Anti-depressants etc., have helped managed Mum's symptoms enormously, but I only got these because I was reaching the end of my tether and spoke to her GP. Why wasn't I told from the off that there were drugs that could manage the challenging behaviours? Like everything else with dementia, the onus is on the carer to seek out help, usually when the situation is desperate. Proactive care would make a tremendous difference to lives of carer and PWD.
 

Violet Jane

Registered User
Aug 23, 2021
419
0
Lollyc, I completely agree with you about the medical profession’s lack of interest in managing the symptoms of dementia, many of which make the lives of people with dementia and their carers more difficult than they would otherwise be if timely help were offered. What happens after a diagnosis seems to vary a lot from place to place with some people having virtually no scheduled follow-up which means that the carer has to ask for everything. As you say, carers often don’t know that there is medication that can help with challenging symptoms. Instead, they can feel that difficult behaviour is part and parcel of dementia and they just have to put up with it.

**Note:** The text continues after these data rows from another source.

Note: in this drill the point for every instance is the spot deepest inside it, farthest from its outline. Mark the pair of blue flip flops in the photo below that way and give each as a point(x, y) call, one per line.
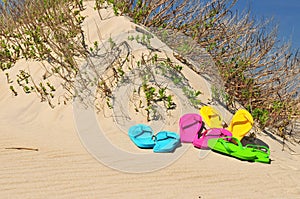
point(142, 136)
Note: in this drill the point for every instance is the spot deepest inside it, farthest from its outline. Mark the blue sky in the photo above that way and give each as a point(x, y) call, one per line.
point(285, 12)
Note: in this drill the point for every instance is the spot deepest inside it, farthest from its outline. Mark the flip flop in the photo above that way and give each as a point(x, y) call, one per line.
point(189, 124)
point(141, 135)
point(250, 152)
point(263, 153)
point(228, 148)
point(165, 142)
point(241, 124)
point(209, 134)
point(211, 117)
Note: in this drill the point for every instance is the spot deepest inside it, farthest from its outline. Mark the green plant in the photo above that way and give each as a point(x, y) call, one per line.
point(262, 115)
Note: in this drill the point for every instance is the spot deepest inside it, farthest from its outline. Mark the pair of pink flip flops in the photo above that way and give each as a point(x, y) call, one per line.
point(191, 126)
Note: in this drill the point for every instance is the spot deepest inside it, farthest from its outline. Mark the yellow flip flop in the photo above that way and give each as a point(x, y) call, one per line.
point(211, 117)
point(241, 124)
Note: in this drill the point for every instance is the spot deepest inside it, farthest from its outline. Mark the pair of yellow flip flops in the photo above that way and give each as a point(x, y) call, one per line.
point(240, 125)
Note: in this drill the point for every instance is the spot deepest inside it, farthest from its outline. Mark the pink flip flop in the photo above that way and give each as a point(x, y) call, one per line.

Whilst research into prevention and treatment of dementia is obviously very important there is a lot that the medical profession can do now to offer advice about managing distressing symptoms which doesn’t require much money and perhaps there needs to be a campaign to educate doctors about best practice in the management of dementia and support for carers.
 

canary

Registered User
Feb 25, 2014
16,170
0
South coast
I frequently think that the lack of support is due to the way problems that people with dementia have are considered social care problems, not medical. This means that the doctors dont feel they can help much past diagnosis and social care is so chronically underfunded that they can really only respond to emergencies now.
 

Violet Jane

Registered User
Aug 23, 2021
419
0
Agreed, canary, but there is actually quite a lot that can and should be done medically for a PWD in many cases. Many, many people benefit from medication to manage difficult behaviours but carers often have to push for this when they are reaching breaking point. Doctors aren’t reviewing their patients and offering it.
 

Thethirdmrsc

Registered User
Apr 4, 2018
515
0
Agree with all of this, and I feel there is such a stigma with having Alzheimer’s, especially since it is lumped in with mental health. It’s such an uphill battle all the time.
 

Violet Jane

Registered User
Aug 23, 2021
419
0
Do people think that friends drift away from people with dementia more than they do from people with other long term illnesses?
 

canary

Registered User
Feb 25, 2014
16,170
0
South coast
Agreed, canary, but there is actually quite a lot that can and should be done medically for a PWD in many cases. Many, many people benefit from medication to manage difficult behaviours but carers often have to push for this when they are reaching breaking point. Doctors aren’t reviewing their patients and offering it.
Yes, I agree, but it seems to me that no-one wants to look at this middle ground that is neither diagnosis, nor emergency.
Do people think that friends drift away from people with dementia more than they do from people with other long term illnesses?
Yes, I do, though I can understand why. We as relatives feel like the person with dementia is slipping away from us and it is heart-breaking. How much easier it must be for someone who is only a friend to avoid them.
 

MartinWL

Registered User
Jun 12, 2020
1,300
0
Do people think that friends drift away from people with dementia more than they do from people with other long term illnesses?
Yes certainly. People don't know how to deal with a PWD. They find conversation difficult and sometimes trying, when the same thing is repeated. Sometimes also you have to tread on eggshells to avoid contention. So friends may drift away.